New computer-based tool measures readability for different readers
Today most public services involve electronic communication, which requires that people are able to read relatively well. However, a significant number of adults cannot fully understand the texts they read for example on the Internet. A new doctoral thesis from the University of Gothenburg shows that a new model called SVIT can be used as a tool to measure the readability of texts and therefore how appropriate they are for different target groups.
'Modern life requires people to be good at navigating in society. This includes having to make many important decisions, for example when dealing with the bank or some state agency on the internet. In many of these situations, a person's success depends on his or her ability to read,' says the author of the thesis Katarina Heimann Mühlenbock.

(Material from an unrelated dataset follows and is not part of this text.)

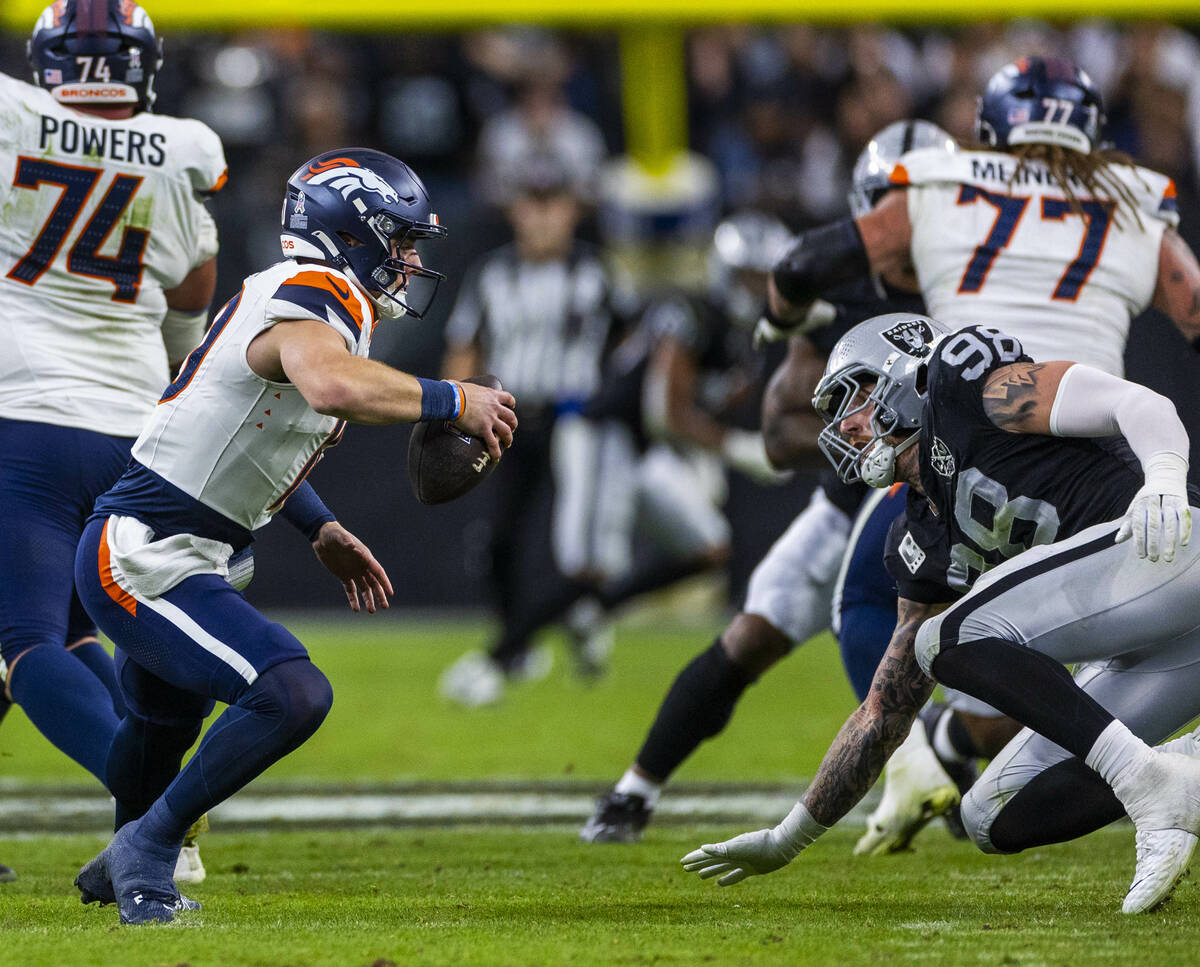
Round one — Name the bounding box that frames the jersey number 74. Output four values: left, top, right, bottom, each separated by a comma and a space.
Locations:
5, 156, 149, 303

To measure the readability of a text, Sweden has relied on a readability index called LIX since 1968. The LIX measure indicates what a text looks like on the surface, or more exactly the average sentence length and the proportion of the words that are longer than six letters.
Today more modern language technology and digital language resources are allowing for more precise readability analyses. Heimann Mühlenbock assessed previous studies on what it is in a text that affects different readers' ability to understand it. It may for example be a matter of word variation and sentence structure. The thesis investigates at which linguistic levels these features of a text are found, and whether they really differ to any measurable extent.
Heimann Mühlenbock analysed a total of 23 different linguistic variables and then used them in a computer programme designed to classify texts based on not only complexity (ordinary vs. easy-to-read texts), but also genre (fiction, news and information).
It turned out that the computer programme yielded an accuracy of 84-100 per cent; the corresponding figure for LIX was 45-99.5 per cent. The new model, which is called SVIT, outperformed LIX across the board, with a difference between the two methods of 0.2-55.4 percentage units.
'My results show that SVIT can be used both to customise texts to specific target groups and to find texts that suit a certain reader profile. This is very useful since individuals with different linguistic backgrounds need different types of texts,' says Heimann Mühlenbock.